History 260 is offered as an on-line course through the History Department of Michigan State University. The lectures / presentations and readings are delivered to students via the internet, making it possible for participants to follow the sequence of assignments on their own schedules (within established limits). Each lecture / presentation lasts approximately 45 minutes and is divided into two sections of roughly twenty-two minutes each. There are also a series of films lasting roughly an hour each, which students are encouraged to watch.
This course has readings for each week. You are requested to obtain the following editions of the texts mentioned below. The first four texts listed here are required for our weekly readings; the last (Pettegree) is a textbook. Be aware that it is possible to encounter copies of the first three of these books on-line. If you choose to read those versions, be aware that translations vary and that the modern editions used here offer greater ease of reading than the older editions of the texts found on Googlebooks. The textbook is offered here as a backup to the lectures. You are not required to read it, but it may provide a useful complement to the other assigned readings.
1. Anon., Lazarillo de Tormes and the Swindler, Michael Alpert, trans. (Penguin Classics, 2003, ISBN-13: 978-0140449006)
2. Niccolò Machiavelli, The Prince, trans. Peter Constantine (New York: Modern Library, 2008), ISBN: 978-0812978056)
3. Erasmus, Ten Colloquies, C.R. Thompson, trans. (Prentice Hall / MacMillan Library of Liberal Arts, 1957, ISBN-13: 978-0024206206)
4. Natalie Z. Davis, The Return of Martin Guerre, Harvard University Press, 1984, ISBN-13: 978-0674766914)
5. Andrew Pettegree, Europe in the Sixteenth Century (Wiley-Blackwell, 2002, ISBN-13: 978-0631207047)
There are also readings for this course in .pdf format. The list of readings and their links can be found on the individual unit pages.

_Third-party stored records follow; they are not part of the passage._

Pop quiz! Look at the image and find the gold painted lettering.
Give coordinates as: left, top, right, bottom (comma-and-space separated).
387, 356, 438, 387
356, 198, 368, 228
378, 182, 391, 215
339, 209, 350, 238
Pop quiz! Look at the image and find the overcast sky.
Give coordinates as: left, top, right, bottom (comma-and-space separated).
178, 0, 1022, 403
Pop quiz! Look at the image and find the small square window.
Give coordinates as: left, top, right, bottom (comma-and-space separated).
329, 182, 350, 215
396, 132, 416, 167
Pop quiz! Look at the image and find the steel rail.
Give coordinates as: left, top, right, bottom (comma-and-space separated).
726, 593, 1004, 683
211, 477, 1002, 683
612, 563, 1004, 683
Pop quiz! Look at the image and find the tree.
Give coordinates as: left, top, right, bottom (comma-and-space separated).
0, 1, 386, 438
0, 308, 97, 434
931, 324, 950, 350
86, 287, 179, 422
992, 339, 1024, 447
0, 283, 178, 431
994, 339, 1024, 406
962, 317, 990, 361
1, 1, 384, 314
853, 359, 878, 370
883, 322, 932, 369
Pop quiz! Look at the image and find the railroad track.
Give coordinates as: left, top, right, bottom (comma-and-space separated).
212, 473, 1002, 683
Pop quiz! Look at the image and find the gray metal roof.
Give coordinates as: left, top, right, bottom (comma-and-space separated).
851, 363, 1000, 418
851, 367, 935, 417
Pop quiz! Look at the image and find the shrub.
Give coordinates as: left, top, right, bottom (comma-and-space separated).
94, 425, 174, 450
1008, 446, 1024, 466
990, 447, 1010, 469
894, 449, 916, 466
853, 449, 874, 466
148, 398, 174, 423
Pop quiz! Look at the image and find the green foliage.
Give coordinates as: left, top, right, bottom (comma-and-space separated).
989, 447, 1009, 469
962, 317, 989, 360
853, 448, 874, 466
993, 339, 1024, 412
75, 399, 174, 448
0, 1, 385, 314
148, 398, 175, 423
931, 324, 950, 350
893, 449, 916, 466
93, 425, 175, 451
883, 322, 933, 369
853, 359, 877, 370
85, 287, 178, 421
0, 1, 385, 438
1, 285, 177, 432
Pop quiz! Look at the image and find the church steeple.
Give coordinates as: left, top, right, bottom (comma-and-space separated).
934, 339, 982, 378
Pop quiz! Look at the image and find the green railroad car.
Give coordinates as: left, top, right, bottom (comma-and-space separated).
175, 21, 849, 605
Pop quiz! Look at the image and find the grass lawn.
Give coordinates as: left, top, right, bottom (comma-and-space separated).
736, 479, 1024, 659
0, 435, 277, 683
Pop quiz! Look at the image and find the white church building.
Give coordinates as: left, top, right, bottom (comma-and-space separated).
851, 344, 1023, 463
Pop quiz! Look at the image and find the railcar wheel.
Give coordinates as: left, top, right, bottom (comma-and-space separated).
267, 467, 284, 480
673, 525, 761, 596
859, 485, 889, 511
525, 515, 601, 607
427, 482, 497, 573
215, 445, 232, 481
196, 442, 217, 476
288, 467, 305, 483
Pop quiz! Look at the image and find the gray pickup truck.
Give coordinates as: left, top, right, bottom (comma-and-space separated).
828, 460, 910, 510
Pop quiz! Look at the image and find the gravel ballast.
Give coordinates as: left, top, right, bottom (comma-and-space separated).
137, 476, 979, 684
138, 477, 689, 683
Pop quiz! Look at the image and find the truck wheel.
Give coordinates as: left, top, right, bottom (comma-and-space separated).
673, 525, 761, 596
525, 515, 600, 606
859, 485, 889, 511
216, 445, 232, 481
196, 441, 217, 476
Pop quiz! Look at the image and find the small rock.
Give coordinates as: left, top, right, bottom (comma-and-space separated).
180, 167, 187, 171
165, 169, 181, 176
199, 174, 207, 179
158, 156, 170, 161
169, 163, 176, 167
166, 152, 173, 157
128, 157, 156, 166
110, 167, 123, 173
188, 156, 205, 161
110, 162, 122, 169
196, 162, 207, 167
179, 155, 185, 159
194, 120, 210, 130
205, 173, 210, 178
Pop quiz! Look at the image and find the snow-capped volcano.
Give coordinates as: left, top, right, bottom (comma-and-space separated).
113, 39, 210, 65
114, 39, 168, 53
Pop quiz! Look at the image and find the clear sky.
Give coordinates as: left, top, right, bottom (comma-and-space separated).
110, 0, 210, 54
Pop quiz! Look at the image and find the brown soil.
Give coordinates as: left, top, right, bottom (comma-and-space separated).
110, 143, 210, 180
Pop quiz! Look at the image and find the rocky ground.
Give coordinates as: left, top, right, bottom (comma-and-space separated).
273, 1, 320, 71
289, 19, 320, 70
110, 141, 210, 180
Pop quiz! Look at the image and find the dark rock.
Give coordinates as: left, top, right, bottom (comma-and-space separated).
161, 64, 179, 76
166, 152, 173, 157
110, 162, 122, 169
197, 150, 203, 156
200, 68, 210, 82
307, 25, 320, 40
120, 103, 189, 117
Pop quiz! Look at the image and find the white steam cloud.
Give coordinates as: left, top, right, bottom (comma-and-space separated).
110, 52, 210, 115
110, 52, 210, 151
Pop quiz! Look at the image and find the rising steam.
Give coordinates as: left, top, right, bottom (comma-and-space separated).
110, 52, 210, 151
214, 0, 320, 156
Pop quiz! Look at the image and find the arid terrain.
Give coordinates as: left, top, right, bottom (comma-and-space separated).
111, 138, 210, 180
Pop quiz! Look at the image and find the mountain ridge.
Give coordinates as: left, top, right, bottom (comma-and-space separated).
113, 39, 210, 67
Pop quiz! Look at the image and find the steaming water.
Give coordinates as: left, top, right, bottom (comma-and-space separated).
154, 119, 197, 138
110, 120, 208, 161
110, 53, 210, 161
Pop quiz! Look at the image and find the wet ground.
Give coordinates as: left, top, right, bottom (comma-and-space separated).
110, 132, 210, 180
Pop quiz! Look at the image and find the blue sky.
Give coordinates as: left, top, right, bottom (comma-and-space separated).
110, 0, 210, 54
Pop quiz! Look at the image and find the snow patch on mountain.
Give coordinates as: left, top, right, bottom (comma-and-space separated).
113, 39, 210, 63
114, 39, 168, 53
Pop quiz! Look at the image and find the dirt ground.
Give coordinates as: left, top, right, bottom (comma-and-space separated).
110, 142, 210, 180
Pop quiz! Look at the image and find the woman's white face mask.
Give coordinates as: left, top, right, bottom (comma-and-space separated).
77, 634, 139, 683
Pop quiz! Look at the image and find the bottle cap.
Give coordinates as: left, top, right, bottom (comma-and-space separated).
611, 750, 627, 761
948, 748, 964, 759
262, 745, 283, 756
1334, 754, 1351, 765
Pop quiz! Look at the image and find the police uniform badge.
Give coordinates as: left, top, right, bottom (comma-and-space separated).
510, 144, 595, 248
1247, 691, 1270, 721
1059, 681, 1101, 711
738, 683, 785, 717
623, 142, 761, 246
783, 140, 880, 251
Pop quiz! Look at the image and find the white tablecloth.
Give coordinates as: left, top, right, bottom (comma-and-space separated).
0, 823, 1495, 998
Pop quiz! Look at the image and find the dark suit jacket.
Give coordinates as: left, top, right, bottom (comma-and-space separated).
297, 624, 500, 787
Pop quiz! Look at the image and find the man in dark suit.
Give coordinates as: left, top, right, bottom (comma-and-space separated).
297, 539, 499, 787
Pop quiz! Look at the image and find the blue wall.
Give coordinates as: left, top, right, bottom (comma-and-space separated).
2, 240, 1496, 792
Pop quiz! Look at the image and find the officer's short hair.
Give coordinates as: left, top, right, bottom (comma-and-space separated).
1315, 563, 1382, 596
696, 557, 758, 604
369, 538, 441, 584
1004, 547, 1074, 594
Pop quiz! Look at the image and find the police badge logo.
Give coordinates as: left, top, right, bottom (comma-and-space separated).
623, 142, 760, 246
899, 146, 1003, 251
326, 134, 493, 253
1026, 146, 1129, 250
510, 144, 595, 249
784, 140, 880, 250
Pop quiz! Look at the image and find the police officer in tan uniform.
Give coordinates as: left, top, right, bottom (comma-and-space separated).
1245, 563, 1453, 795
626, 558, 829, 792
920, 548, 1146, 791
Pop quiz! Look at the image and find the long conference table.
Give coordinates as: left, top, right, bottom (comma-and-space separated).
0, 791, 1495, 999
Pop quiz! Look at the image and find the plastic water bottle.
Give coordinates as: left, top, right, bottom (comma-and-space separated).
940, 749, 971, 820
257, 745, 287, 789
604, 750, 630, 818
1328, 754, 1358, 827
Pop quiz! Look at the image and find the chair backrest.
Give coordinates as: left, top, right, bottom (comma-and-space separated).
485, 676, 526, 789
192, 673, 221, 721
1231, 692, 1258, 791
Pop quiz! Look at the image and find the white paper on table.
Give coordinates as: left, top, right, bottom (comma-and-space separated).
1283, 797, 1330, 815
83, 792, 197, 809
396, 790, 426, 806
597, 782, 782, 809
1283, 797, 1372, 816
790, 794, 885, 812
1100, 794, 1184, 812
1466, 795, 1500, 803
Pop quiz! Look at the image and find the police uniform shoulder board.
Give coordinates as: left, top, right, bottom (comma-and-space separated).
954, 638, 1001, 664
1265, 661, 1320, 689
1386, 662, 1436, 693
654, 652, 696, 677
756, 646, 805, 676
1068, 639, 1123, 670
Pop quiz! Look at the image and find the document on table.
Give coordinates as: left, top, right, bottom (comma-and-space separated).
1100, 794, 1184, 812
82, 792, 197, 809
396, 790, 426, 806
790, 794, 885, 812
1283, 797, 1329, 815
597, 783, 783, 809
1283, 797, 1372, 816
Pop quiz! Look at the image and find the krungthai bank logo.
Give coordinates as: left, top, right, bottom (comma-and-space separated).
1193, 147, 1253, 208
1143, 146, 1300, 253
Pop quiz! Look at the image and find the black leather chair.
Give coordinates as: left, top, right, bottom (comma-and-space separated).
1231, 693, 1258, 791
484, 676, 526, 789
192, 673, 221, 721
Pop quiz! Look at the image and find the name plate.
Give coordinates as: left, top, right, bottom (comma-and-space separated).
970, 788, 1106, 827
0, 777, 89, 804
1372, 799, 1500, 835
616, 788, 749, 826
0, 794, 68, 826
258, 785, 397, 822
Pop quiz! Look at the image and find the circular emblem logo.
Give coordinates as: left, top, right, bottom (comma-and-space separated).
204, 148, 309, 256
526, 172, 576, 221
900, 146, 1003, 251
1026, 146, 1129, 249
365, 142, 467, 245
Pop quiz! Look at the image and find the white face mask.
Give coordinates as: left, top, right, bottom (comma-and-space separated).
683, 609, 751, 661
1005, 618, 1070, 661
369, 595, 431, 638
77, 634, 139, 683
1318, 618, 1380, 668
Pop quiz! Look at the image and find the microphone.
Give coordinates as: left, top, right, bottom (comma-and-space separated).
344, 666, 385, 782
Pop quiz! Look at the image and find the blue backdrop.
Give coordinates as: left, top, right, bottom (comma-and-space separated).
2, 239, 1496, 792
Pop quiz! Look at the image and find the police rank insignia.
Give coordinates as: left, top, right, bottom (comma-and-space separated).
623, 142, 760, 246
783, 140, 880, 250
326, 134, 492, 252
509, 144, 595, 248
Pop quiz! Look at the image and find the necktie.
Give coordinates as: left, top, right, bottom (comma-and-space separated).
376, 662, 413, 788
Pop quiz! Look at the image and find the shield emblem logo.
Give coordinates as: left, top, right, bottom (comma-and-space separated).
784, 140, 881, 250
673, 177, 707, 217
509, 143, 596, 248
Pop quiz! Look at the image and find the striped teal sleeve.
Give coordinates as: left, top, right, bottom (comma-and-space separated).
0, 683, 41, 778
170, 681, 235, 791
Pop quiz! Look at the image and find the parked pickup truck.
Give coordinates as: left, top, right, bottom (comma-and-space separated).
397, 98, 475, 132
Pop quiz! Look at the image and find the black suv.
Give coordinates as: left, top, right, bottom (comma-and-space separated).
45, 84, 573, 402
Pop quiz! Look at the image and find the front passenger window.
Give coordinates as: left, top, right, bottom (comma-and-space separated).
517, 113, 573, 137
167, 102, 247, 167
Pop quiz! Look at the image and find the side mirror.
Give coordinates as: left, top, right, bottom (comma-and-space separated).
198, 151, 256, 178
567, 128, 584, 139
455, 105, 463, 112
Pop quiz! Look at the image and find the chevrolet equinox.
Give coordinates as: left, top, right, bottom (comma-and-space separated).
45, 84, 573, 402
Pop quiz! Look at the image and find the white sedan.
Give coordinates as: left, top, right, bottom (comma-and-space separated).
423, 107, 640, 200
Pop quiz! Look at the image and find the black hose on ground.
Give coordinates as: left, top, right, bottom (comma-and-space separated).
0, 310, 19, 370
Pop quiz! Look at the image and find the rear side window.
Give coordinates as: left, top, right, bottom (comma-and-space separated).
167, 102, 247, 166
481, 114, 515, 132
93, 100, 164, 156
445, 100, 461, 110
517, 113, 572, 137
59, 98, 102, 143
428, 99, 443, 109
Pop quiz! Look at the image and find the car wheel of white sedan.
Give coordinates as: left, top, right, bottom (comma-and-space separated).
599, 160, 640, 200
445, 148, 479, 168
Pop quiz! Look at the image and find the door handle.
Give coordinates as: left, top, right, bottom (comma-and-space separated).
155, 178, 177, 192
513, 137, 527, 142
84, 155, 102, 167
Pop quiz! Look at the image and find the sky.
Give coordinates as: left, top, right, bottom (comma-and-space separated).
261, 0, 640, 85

For each of the first six units, students will write short (two-page) response papers, all of which will be related to the assigned readings. There will also be a final essay assignment which will require a written response of 3-4 pages. Final grades will be decided according to a combination of the following elements:
70 % Six Two-Page Response Papers
30 % Final Essay Paper
Overview of Requirements
In sum, the time commitment for this course will be approximately five hours per week (including lectures, readings, and writing assignments). This would be typical for a course taken on MSU’s East Lansing campus, and as such constitutes the reason for the number of credit hours that students will receive.